Later edit: Perhaps I could outline Neumann's argument, since it is quite elementary, and I do not remember a reference: Let $\{x_1, x_2, \ldots, x_r \}$ be a minimal generating set for $G$ and let $G_i = \langle x_1, x_2, \ldots, x_i \rangle $ for $i >0,$ $G_{0} = \{ e \}.$ Then for $1 \leq i \leq r,$ we have $|G_i| > |G_{i-1}|$ by minimality of the generating set. Furthermore, $|G_i|$ is divisible by $|G_{i-1}|$ by Lagrange's theorem, so $|G_i| \geq 2|G_{i-1}|.$ Hence $|G| = |G_r| \geq 2^r.$
Solution 2:
I believe this is an exercise in Wielandt's permutation groups book.
$\newcommand{\Aut}{\operatorname{Aut}}\newcommand{\Sym}{\operatorname{Sym}}\Aut(G) \leq \Sym(G\setminus\{1\})$ and so if $|\Aut(G)|=(|G|-1)!$, then $\Aut(G) = \Sym(G\setminus\{1\})$ acts $|G|-1$-transitively on the non-identity elements of G. This means the elements of G are indistinguishable. Heck even subsets of the same size (not containing the identity) are indistinguishable. I finish it below:
In particular, every non-identity element of G has the same order, p, and G has no proper, non-identity characteristic subgroups, like $Z(G)$, so G is an elementary abelian p-group. However, the automorphism group is $\newcommand{\GL}{\operatorname{GL}}\GL(n,p)$ which, for $p \geq 3, n\geq 2$, only acts at most $n-1$-transitively since it cannot send a basis to a non-basis.
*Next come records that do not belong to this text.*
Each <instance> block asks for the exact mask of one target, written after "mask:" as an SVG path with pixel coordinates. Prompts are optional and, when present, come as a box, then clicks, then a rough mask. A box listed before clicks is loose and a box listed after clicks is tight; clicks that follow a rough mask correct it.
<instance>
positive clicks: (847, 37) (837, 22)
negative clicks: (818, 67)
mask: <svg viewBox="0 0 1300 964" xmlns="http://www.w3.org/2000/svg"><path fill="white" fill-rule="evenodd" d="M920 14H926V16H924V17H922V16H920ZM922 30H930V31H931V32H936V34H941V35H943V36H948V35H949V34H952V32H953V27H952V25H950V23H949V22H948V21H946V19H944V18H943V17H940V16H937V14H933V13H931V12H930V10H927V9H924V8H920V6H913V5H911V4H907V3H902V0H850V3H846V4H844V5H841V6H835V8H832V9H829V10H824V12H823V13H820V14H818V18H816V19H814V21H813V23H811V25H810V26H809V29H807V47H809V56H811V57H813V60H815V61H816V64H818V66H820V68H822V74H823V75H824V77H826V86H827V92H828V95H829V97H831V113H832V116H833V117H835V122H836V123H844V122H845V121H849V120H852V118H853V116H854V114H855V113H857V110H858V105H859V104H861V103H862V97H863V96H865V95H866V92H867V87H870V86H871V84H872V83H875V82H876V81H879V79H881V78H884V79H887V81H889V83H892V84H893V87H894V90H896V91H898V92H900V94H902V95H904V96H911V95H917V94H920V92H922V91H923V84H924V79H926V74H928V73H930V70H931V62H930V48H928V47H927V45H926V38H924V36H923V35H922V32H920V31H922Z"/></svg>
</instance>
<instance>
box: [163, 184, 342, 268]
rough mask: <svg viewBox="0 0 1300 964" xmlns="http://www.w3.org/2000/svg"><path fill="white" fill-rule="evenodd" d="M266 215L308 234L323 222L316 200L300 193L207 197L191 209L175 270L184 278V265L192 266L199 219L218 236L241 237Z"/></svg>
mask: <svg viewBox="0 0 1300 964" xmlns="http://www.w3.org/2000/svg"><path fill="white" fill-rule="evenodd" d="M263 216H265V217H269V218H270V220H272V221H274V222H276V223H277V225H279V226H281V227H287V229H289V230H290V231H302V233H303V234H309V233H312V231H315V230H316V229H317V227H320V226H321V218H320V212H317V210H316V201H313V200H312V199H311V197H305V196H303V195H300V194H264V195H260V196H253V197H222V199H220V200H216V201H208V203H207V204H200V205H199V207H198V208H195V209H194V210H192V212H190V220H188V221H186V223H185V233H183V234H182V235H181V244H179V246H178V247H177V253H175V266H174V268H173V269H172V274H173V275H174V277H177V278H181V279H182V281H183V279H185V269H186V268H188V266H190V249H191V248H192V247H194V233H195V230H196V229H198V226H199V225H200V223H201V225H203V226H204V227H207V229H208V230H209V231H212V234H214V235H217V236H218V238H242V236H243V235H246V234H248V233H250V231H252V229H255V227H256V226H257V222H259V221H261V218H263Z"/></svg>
The solutions of $p^n-1 \leq n-1, p \geq 3, n \geq 2$ are quite few: none. Obviously $\GL(1,p)$ has order $p-1$ which is very rarely equal to $(p-1)!$, when $p=2, 3$. $\GL(n,2)$ still can only act $n$-transitively if $2^n-1 > n+1$, since once a basis's image is specified, the other points are determined, and the solutions of $2^n-1 \leq n+1$ are also limited: $n=1,2$. Thus the cyclic groups of order 1,2,3 and the Klein four group are the only examples.
Solution 3:
I think I have found a different solution. Is this correct?
Suppose that $G$ is a group and $|G| > 4$. To prove that $|\operatorname{Aut}(G)| < (|G| - 1)!$, it is enough to find a bijection $f: G \rightarrow G$ with $f(1) = 1$ that is not an automorphism.
First of all, let $a$ be some nonidentity element of $G$. Let $b \in G \backslash \{1, a, a^{-1}\}$ and $x \in G \backslash\{1,a,b, ab\}$. Define the map $f: G \rightarrow G$ by $f(ab) = x$, $f(x) = ab$ and $f(g) = g$ for rest of the elements in $G$. Then $f$ is a bijection that fixes $1$, but $f(ab) \neq f(a)f(b)$ because $x \neq ab$.
Solution 4:
Consider $G$ as a subgroup of $S_{|G|}=S$ via the regular representation. Then the normalizer of $G$ is the holomorph of $G$, and saying $|Aut(G)|=(|G|-1)!$ is the same as saying that $N_S(G)=S$. In other words, $G$ is a normal subgroup of order $n$ in $S_n$. This can only happen for $n<5$, and you get the following four groups: trivial, order 2, order 3, Klein 4.